Paul-Henri Hudon
HISTOIRE – Jean-Baptiste-Melchior Hertel de Rouville (1748-1817), capitaine d’infanterie, colonel de milice, seigneur de Rouville et juge de paix, auteur, député et conseiller législatif, a été une des personnalités les plus titrées de l’histoire de Chambly. Pourtant son nom fut pratiquement oublié ou négligé dans notre historiographie locale.
Ne pouvant tout résumer ici de ce personnage, il importe tout au moins d’insister sur ses engagements militaires dans cette île éloignée qu’est la Corse. En effet, après la défaite de 1759, officier dans le régiment de Languedoc, Melchior fit campagne en 1768-69 contre les troupes du général Paoli dans l’Île de Beauté. Ce dernier, chef de la république indépendante de Corse et démocrate, avait parmi ses opposants la famille Bonaparte.
De retour au Canada en 1772, Melchior est fait prisonnier par les Américains lors de la guerre d’Indépendance en 1775. Après deux ans de prison, on le retrouve à Montréal… “Poète à ses heures, Melchior Hertel de Rouville compose en 1777 <L’entreprise manquée ou le siège du fort Stanmix>, un poème héroïcomique qui décrit en trois chants la défaite de l’armée britannique par les Américains dans l’État de New York”. (Jean-Jacques Lefebvre). En avril 1813, il entreprit aussi la rédaction d’une monographie familiale: “Je commence ce livre aujourd’hui, sans aucun plan de ce que je veux y mettre, ainsi l’on ne doit point y trouver à redire, si les différentes choses qui s’y trouveront écrites sont sans aucune suite…”

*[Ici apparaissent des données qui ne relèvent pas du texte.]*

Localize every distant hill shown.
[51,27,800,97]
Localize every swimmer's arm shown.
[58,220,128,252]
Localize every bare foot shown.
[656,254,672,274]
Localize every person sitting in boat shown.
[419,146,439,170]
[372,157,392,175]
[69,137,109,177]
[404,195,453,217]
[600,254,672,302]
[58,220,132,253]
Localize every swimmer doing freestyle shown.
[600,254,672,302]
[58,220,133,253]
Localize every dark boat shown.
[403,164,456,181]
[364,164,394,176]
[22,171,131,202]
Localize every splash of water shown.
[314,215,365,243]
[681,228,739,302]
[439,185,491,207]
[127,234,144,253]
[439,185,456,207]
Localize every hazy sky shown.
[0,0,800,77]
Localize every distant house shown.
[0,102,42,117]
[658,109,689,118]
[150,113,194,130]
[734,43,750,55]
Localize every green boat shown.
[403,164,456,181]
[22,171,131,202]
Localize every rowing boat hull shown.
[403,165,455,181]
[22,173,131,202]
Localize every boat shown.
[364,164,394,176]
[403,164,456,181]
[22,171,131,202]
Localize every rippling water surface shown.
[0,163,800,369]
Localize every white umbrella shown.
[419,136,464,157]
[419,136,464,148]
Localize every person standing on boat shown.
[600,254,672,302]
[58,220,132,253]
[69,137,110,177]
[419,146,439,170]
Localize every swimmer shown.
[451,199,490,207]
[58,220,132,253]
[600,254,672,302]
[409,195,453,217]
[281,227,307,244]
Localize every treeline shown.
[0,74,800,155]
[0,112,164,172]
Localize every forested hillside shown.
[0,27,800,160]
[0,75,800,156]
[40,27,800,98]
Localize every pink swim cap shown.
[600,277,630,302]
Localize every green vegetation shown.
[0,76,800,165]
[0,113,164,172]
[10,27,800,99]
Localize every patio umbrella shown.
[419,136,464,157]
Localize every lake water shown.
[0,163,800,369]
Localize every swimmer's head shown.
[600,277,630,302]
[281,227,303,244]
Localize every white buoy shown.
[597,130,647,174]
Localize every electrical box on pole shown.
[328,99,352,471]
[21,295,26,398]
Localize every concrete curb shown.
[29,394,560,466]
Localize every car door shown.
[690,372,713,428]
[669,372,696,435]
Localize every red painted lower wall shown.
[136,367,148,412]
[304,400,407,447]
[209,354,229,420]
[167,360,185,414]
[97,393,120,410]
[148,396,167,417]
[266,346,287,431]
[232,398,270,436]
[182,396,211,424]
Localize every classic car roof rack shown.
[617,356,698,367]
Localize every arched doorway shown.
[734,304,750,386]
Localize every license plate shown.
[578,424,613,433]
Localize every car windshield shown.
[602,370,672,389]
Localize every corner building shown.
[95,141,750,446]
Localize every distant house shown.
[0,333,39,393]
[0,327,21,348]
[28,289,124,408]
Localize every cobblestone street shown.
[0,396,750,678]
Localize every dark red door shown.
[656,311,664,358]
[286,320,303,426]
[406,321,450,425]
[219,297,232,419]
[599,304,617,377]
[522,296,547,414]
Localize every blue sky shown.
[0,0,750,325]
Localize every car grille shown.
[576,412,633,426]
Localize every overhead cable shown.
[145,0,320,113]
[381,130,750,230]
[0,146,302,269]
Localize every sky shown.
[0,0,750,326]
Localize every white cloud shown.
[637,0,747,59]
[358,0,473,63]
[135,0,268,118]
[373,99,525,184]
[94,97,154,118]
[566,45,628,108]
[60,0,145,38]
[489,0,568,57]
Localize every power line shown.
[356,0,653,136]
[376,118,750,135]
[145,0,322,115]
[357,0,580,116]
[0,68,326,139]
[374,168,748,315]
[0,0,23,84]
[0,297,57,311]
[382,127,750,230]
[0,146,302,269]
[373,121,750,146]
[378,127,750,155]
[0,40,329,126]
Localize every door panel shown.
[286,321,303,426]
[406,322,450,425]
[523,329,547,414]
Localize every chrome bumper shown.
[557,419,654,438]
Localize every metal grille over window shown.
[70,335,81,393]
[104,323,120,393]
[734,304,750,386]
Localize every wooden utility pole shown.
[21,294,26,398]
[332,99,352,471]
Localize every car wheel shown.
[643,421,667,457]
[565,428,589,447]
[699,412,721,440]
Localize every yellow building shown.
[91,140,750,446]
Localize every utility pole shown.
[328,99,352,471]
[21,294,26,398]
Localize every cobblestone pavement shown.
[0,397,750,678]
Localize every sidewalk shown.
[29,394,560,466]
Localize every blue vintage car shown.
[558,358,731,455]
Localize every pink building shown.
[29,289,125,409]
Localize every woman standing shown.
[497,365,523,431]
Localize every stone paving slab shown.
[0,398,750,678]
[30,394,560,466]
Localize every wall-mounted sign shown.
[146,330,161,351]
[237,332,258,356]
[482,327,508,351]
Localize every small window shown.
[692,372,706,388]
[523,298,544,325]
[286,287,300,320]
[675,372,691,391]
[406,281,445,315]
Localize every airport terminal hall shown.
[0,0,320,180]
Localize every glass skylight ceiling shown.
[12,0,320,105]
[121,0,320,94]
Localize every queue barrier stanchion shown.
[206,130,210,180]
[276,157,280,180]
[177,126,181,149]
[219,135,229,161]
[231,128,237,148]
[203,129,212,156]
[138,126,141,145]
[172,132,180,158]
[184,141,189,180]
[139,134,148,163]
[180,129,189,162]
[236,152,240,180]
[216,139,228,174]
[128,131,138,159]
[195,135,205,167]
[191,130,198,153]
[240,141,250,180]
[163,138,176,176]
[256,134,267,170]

Pour le mariage de sa fille, Marie-Anne-Julie (1788-1855) avec son cousin Charles-Michel de Salaberry (1778-1829), il avait obtenu une dispense à cause des liens de parenté . Il écrit: “A Sa Grandeur, Monseigneur J. O. Plessis, évêque de Québec. C’est avec la plus vive reconnaissance que j’ai reçu la lettre gracieuse qu’il a plu à Votre Grandeur de m’adresser, par le major de Salaberry. Rien ne pouvait être plus flatteur pour moi que votre approbation dans l’établissement de mes enfants. Qu’il me soit permis de de vous faire mes remerciements des bontés que vous avez eu (sic) en accordant les dispenses que l’on vous a demandé (sic). Ils se sont mariés à onze heures du matin, et mes idées se rencontrait (sic) parfaitement avec les vôtres, pourvu que la chose ne se fit point le soir. Madame de Rouville et moi vous prions de nous continuer les mêmes bontés, et moi particulièrement, Monseigneur, celle de me croire avec le plus profond respect, de votre Grandeur, le très humble et obéissant serviteur Hertel de Rouville“. (Archives du diocèse de St-Jean-Longueuil, 1-A-29).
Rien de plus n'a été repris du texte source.